Understanding ElasticSearch Analyzers
Sadly, lots of early Internet beer recipes aren’t necessarily in an easily digestible format; that is, these recipes are unstructured intermixed lists of directions and ingredients often originally composed in an email or forum post.
So while it’s hard to easily put these recipes into traditional data stores (ostensibly for easier searching), they’re perfect for ElasticSearch in their current form.
Accordingly, imagine an ElasticSearch index full of beer recipes, since…well…I enjoy making beer (and drinking it too).
First, I’ll add some beer recipes into ElasticSearch using Node’s ElasticSearch Client(note that the code is CoffeeScript though). I’ll be adding these beer recipes into a beer_recipes
index like so:
Adding a beer recipe
beer_1 = { name: "Todd Enders' Witbier", style: "wit, Belgian ale, wheat beer", ingredients: "4.0 lbs Belgian pils malt, 4.0 lbs raw soft red winter wheat, 0.5 lbs rolled oats, 0.75 oz coriander, freshly ground Zest from two table oranges and two lemons, 1.0 oz 3.1% AA Saaz, 3/4 corn sugar for priming, Hoegaarden strain yeast" } client.index('beer_recipes', 'beer', beer_1).on('data', (data) -> console.log(data) ).exec()
Note how the interesting part of a recipe JSON document, dubbed beer_1
is found in the ingredients
field. This field is basically a big string of valuable text (you can imagine how this string was essentially the body of an email). So while the ingredients
field is unstructured, it’s something clearly that people will want to search on.

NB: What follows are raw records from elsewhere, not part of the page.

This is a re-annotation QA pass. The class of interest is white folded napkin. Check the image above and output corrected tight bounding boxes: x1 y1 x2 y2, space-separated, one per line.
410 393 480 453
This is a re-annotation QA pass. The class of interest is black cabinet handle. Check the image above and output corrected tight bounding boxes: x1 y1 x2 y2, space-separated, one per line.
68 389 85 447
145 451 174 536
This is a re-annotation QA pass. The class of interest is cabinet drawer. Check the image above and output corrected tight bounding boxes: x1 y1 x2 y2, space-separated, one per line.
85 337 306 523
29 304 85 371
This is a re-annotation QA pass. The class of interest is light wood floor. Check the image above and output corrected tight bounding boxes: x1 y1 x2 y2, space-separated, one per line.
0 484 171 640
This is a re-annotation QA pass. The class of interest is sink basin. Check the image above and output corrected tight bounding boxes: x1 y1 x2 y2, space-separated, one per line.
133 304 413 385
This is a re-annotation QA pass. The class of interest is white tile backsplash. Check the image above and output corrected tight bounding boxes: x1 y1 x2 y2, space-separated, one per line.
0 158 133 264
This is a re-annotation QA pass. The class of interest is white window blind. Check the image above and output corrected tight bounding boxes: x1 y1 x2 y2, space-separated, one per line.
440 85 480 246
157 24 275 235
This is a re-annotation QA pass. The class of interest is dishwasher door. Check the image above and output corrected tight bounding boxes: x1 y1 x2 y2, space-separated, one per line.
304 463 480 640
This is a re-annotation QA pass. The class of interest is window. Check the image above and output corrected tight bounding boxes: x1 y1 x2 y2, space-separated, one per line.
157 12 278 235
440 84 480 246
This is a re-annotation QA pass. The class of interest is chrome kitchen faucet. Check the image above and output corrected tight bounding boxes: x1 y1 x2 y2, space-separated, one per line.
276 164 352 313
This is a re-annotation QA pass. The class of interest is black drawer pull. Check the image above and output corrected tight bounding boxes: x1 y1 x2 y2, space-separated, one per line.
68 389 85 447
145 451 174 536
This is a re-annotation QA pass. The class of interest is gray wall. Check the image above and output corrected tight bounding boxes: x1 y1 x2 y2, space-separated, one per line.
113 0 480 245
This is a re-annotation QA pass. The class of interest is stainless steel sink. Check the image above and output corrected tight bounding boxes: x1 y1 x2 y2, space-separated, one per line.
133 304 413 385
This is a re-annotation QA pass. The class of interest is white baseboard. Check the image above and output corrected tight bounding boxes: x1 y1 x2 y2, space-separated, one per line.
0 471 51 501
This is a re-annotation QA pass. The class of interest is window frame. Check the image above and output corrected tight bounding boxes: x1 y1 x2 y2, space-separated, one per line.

I will add one more recipe for good measure:
Adding a second beer recipe
beer_2 = { name: "Wit", style: "wit, Belgian ale, wheat beer", ingredients: "4 lbs DeWulf-Cosyns 'Pils' malt, 3 lbs brewers' flaked wheat (inauthentic; will try raw wheat nest time), 6 oz rolled oats, 1 oz Saaz hops (3.3% AA), 0.75 oz bitter (Curacao) orange peel quarters (dried), 1 oz sweet orange peel (dried), 0.75 oz coriander (cracked), 0.75 oz anise seed, one small pinch cumin, 0.75 cup corn sugar (priming), 10 ml 88% food-grade lactic acid (at bottling), BrewTek 'Belgian Wheat' yeast" } client.index('beer_recipes', 'beer', beer_2).on('data', (data) -> console.log(data) ).exec()
It’s a hot summers day and I’m thinking I’d like to make a beer with lemon as an ingredient (to be clear: I want to use lemon zest, which is obtained from a lemon peel). So naturally, I need to find (i.e. search for) a recipe with lemons in it.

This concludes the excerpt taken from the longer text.